CBD oil comes in two different forms: liquid and capsule. You can swallow the capsule orally or add the liquid form to your food or water. You can also mix in the liquid oil with your favorite lotion and apply it directly to your skin. In any case, it is best to consult with your doctor in order to determine the best dosage for your individual needs. Typically, it is advised to start out with a small dose so that you can see how your body reacts and then slowly work your way up in quantity. Additionally, you should discuss with your doctor the potential interactions with the medications you are currently taking, so that you can avoid unwanted side effects.

Most important, when choosing a CBD oil, you need to make sure that you get it from a trusted provider.

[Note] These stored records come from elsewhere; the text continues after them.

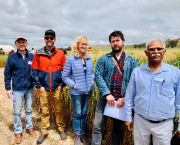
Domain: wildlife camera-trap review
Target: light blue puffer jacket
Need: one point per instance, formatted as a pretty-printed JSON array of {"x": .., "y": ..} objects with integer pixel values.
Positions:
[{"x": 74, "y": 67}]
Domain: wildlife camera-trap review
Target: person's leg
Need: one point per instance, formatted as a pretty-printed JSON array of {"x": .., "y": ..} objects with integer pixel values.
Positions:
[
  {"x": 77, "y": 102},
  {"x": 28, "y": 108},
  {"x": 45, "y": 103},
  {"x": 18, "y": 96},
  {"x": 58, "y": 106},
  {"x": 116, "y": 131},
  {"x": 84, "y": 106},
  {"x": 99, "y": 122},
  {"x": 141, "y": 131},
  {"x": 162, "y": 132}
]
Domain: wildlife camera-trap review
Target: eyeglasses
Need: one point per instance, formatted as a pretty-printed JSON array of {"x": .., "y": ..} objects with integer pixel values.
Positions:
[
  {"x": 47, "y": 38},
  {"x": 158, "y": 49},
  {"x": 21, "y": 42}
]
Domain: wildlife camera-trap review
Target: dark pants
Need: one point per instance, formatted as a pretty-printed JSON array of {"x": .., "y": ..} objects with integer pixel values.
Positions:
[{"x": 99, "y": 123}]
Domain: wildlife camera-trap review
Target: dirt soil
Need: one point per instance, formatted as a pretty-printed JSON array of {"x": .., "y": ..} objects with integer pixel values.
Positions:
[{"x": 7, "y": 128}]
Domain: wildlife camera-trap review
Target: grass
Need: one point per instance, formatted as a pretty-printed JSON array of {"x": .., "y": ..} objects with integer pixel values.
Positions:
[{"x": 172, "y": 56}]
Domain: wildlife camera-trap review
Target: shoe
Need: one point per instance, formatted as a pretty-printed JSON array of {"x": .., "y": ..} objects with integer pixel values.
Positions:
[
  {"x": 77, "y": 140},
  {"x": 62, "y": 135},
  {"x": 18, "y": 138},
  {"x": 84, "y": 140},
  {"x": 31, "y": 132},
  {"x": 41, "y": 138}
]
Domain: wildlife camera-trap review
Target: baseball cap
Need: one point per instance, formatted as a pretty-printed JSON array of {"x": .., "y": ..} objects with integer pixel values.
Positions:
[
  {"x": 20, "y": 37},
  {"x": 50, "y": 32}
]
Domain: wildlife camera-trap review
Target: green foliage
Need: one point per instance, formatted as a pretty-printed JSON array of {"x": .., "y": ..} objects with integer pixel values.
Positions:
[
  {"x": 142, "y": 45},
  {"x": 175, "y": 62}
]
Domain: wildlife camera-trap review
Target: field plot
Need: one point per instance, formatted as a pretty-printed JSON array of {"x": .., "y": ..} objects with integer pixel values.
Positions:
[{"x": 172, "y": 56}]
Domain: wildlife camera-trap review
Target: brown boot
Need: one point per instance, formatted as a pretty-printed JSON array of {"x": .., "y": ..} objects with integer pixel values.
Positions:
[
  {"x": 31, "y": 132},
  {"x": 18, "y": 138}
]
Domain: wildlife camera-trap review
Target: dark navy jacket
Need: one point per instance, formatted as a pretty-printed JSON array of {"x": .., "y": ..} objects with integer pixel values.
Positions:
[{"x": 19, "y": 70}]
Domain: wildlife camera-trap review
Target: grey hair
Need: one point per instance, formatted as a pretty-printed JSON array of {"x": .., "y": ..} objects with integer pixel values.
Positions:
[{"x": 155, "y": 39}]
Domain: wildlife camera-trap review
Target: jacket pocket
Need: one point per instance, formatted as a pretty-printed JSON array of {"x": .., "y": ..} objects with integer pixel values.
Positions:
[{"x": 80, "y": 88}]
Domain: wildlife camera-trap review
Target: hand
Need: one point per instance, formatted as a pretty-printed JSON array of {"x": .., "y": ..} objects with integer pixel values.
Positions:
[
  {"x": 178, "y": 133},
  {"x": 41, "y": 89},
  {"x": 110, "y": 100},
  {"x": 120, "y": 102},
  {"x": 9, "y": 93},
  {"x": 74, "y": 87},
  {"x": 129, "y": 126},
  {"x": 58, "y": 88}
]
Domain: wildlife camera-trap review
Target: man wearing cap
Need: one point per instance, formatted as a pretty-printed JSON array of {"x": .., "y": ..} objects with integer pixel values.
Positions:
[
  {"x": 47, "y": 67},
  {"x": 18, "y": 68},
  {"x": 153, "y": 91}
]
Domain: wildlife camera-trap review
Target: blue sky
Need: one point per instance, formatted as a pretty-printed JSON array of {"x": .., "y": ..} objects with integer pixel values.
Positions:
[{"x": 139, "y": 20}]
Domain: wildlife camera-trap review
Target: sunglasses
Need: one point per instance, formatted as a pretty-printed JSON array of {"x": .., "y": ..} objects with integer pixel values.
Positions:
[
  {"x": 158, "y": 49},
  {"x": 47, "y": 38}
]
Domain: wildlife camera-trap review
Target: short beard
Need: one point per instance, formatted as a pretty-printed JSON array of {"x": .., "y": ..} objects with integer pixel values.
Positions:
[{"x": 116, "y": 51}]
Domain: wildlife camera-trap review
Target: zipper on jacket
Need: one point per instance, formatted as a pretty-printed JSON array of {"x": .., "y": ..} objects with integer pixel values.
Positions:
[{"x": 50, "y": 73}]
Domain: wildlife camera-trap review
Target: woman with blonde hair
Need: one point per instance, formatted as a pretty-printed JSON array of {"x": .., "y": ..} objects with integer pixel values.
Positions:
[{"x": 79, "y": 66}]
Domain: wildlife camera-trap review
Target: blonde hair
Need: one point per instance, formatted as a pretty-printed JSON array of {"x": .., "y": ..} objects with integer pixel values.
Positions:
[{"x": 75, "y": 49}]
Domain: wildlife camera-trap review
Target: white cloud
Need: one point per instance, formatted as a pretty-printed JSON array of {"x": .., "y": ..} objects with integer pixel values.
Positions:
[{"x": 139, "y": 20}]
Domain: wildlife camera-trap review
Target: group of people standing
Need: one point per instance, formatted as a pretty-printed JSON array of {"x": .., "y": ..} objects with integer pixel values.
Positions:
[{"x": 152, "y": 90}]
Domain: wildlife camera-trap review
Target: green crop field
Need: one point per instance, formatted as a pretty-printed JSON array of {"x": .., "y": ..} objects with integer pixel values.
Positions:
[{"x": 172, "y": 56}]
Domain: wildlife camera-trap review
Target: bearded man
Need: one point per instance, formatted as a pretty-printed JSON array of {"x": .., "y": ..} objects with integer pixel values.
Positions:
[
  {"x": 113, "y": 71},
  {"x": 153, "y": 92},
  {"x": 47, "y": 67}
]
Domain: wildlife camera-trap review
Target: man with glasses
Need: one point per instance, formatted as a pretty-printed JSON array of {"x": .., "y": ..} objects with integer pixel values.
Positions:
[
  {"x": 47, "y": 67},
  {"x": 153, "y": 91},
  {"x": 113, "y": 71},
  {"x": 18, "y": 67}
]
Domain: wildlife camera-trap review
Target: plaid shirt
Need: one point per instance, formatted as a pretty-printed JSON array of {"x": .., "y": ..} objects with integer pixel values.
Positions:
[{"x": 116, "y": 79}]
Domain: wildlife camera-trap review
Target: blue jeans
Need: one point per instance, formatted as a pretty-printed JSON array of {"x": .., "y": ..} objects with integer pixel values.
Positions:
[
  {"x": 99, "y": 123},
  {"x": 80, "y": 104},
  {"x": 19, "y": 96}
]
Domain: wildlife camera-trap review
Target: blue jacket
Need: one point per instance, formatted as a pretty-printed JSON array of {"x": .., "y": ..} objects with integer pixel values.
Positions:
[
  {"x": 74, "y": 67},
  {"x": 19, "y": 70},
  {"x": 104, "y": 71}
]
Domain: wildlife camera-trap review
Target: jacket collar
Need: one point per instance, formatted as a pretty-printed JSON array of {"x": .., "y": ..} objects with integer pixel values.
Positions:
[
  {"x": 87, "y": 56},
  {"x": 42, "y": 51}
]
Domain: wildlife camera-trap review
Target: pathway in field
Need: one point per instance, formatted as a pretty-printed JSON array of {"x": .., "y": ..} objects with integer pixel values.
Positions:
[{"x": 6, "y": 124}]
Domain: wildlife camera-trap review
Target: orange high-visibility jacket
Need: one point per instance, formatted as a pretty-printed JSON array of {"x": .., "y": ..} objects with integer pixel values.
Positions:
[{"x": 47, "y": 69}]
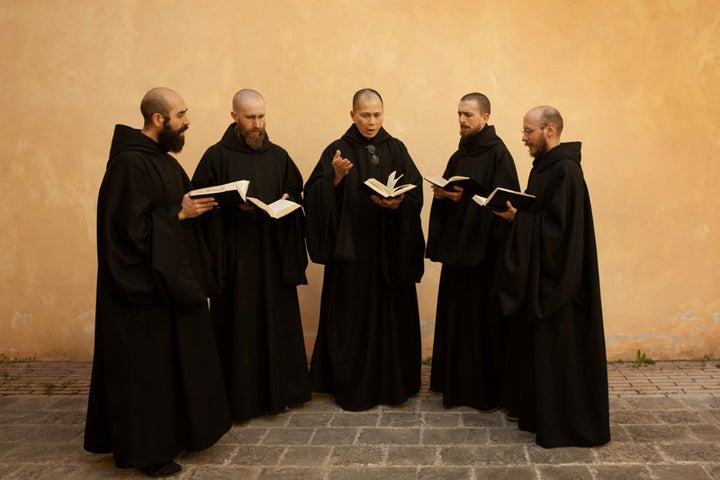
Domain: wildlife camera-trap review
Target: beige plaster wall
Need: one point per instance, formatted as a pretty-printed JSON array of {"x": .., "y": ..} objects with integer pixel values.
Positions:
[{"x": 637, "y": 81}]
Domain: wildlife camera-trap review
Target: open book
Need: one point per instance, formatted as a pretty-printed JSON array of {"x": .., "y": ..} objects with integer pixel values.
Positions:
[
  {"x": 233, "y": 192},
  {"x": 277, "y": 209},
  {"x": 466, "y": 183},
  {"x": 389, "y": 189},
  {"x": 498, "y": 198}
]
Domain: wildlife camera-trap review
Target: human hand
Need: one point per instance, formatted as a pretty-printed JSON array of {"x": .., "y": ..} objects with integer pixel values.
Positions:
[
  {"x": 341, "y": 166},
  {"x": 191, "y": 208},
  {"x": 508, "y": 214},
  {"x": 441, "y": 193},
  {"x": 391, "y": 203}
]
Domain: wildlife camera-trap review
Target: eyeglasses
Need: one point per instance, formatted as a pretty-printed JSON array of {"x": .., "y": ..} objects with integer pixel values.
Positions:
[
  {"x": 528, "y": 130},
  {"x": 371, "y": 150}
]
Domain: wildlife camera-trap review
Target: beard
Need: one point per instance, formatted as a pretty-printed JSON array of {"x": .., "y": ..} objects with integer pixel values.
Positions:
[
  {"x": 171, "y": 140},
  {"x": 254, "y": 138},
  {"x": 467, "y": 132}
]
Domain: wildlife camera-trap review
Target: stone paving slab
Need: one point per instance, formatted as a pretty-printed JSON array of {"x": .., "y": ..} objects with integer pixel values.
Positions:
[{"x": 669, "y": 432}]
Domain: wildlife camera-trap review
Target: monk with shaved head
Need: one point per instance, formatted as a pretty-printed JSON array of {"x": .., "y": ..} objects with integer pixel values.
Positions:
[
  {"x": 156, "y": 388},
  {"x": 256, "y": 315}
]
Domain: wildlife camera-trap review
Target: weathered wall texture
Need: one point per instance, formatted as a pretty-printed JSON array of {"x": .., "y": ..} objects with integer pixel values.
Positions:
[{"x": 638, "y": 82}]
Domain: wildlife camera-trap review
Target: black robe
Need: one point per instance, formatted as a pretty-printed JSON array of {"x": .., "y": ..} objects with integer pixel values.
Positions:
[
  {"x": 262, "y": 260},
  {"x": 367, "y": 351},
  {"x": 156, "y": 386},
  {"x": 551, "y": 280},
  {"x": 470, "y": 343}
]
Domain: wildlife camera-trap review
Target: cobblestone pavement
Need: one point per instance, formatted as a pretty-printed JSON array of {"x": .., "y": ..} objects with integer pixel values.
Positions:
[{"x": 665, "y": 426}]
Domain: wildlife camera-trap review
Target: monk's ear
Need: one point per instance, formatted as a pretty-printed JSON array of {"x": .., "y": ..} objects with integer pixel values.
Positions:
[
  {"x": 551, "y": 129},
  {"x": 158, "y": 120}
]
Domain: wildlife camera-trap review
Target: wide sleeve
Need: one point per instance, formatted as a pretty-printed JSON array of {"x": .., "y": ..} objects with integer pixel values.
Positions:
[
  {"x": 543, "y": 264},
  {"x": 464, "y": 234},
  {"x": 403, "y": 242},
  {"x": 211, "y": 223},
  {"x": 291, "y": 230},
  {"x": 329, "y": 231},
  {"x": 141, "y": 245}
]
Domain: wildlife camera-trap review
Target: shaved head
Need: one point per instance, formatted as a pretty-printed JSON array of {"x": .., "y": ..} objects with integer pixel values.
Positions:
[
  {"x": 546, "y": 114},
  {"x": 158, "y": 100},
  {"x": 365, "y": 94},
  {"x": 245, "y": 95}
]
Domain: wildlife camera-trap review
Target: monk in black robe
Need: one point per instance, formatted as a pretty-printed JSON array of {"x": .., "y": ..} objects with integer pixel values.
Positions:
[
  {"x": 470, "y": 343},
  {"x": 156, "y": 387},
  {"x": 551, "y": 281},
  {"x": 262, "y": 260},
  {"x": 367, "y": 350}
]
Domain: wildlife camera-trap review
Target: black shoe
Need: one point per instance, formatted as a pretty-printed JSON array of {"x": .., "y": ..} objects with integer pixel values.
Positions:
[
  {"x": 164, "y": 469},
  {"x": 489, "y": 410}
]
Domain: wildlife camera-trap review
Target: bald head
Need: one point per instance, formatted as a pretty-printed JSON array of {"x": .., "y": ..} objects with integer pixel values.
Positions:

You should also bare in mind that CBD oil has not received FDA approval and it remains illegal in several states across the country.

The bottom line

As of November 2018, the use of medical cannabis has been approved in 33 U.S. states. However, there are still considerable variation laws relating to the subject which range from state to state. These include how medical cannabis can be taken, what medical conditions it can be used for, and how it can be produced and distributed.

Up to now, studies exploring the benefits of medical cannabis for individuals with RA are promising, but there is a need for studies on a larger scale in order to determine whether the benefits outweigh the risks. Many doctors support the use of medical cannabis, but they do advise you to be aware that quality and consistency of the product can fluctuate to a great degree. “When we give patients with chronic pain a prescription … we say, ‘Start with one, try two or three if that doesn’t work.’ It’s the same with medical marijuana: Start low and see how it goes” said Dr. Donald Abrams, a professor of clinical medicine at the University of California.